A bipartisan group of four senators reintroduced a bill to protect whistleblowers at the Department of Energy and the Nuclear Regulatory Commission from retaliation, according to a recent press release.
Before the Senate adjourned last week, Sens. Tammy Duckworth (D-Ill.), Ron Wyden (D-Wash.), Chuck Grassley (R-Iowa) and James Lankford (R-Okla.) announced that they filed their “Department of Energy and Nuclear Regulatory Commission Whistleblower Protection Act.”
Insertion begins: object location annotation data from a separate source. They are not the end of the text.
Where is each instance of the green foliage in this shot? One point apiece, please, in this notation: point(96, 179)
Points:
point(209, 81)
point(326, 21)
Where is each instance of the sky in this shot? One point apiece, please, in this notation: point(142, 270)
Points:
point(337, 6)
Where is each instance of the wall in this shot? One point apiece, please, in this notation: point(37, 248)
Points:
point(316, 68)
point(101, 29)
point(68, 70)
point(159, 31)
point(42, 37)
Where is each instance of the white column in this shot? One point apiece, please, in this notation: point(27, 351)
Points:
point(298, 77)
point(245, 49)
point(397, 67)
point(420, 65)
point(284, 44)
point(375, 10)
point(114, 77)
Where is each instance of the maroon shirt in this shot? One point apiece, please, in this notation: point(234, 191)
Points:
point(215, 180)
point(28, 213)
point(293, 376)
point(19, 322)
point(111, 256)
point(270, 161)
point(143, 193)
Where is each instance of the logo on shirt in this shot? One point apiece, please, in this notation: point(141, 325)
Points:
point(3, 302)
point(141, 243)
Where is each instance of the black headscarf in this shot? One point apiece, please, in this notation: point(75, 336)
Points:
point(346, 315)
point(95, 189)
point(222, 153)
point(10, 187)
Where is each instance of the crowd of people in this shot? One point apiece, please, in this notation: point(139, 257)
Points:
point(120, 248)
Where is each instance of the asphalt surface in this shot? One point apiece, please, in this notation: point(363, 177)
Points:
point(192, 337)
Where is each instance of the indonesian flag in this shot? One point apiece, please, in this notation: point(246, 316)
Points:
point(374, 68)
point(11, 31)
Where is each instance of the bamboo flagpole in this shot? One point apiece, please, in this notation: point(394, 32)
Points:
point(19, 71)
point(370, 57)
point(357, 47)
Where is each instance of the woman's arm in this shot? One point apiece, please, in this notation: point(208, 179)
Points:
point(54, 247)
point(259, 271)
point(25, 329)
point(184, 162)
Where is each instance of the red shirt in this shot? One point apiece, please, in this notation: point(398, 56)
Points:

The bill — more or less the same as one Duckworth introduced last Congress, which never saw a vote in the Senate Energy and Natural Resources Committee — would amend Section 211 of the Energy Reorganization Act (ERA) to clarify the rights of DOE and NRC whistleblowers “precisely as Congress intended … when it passed the Energy Policy Act of 2005,” a joint press release said.
While the Department of Labor provided guidance to help NRC and DOE employees file complaints about whistleblower retaliation after Congress passed the Energy Policy Act in 2005, the law didn’t “provide the clear and unequivocal waiver of sovereign immunity” required by the Supreme Court to enforce whistleblower complaints against the U.S. government, the Senators said.
The new whistleblower bill “simply clarifies current law to provide the clear and unequivocal waiver of sovereign immunity that will enable Section 211 ERA whistleblower protection rights to be enforced against all covered employers,” the lawmakers said.
Duckworth’s home state of Illinois hosts several nuclear power plants regulated by NRC, including Exelon’s Byron and Dresden Nuclear Generating Stations, which were saved from impending shutdown last month by a $700 million bailout from the state government.
Wyden also has skin in the game. A longtime whistleblower advocate, his state of Oregon is on the other side of the Columbia River and the Department of Energy’s Hanford site in Washington state.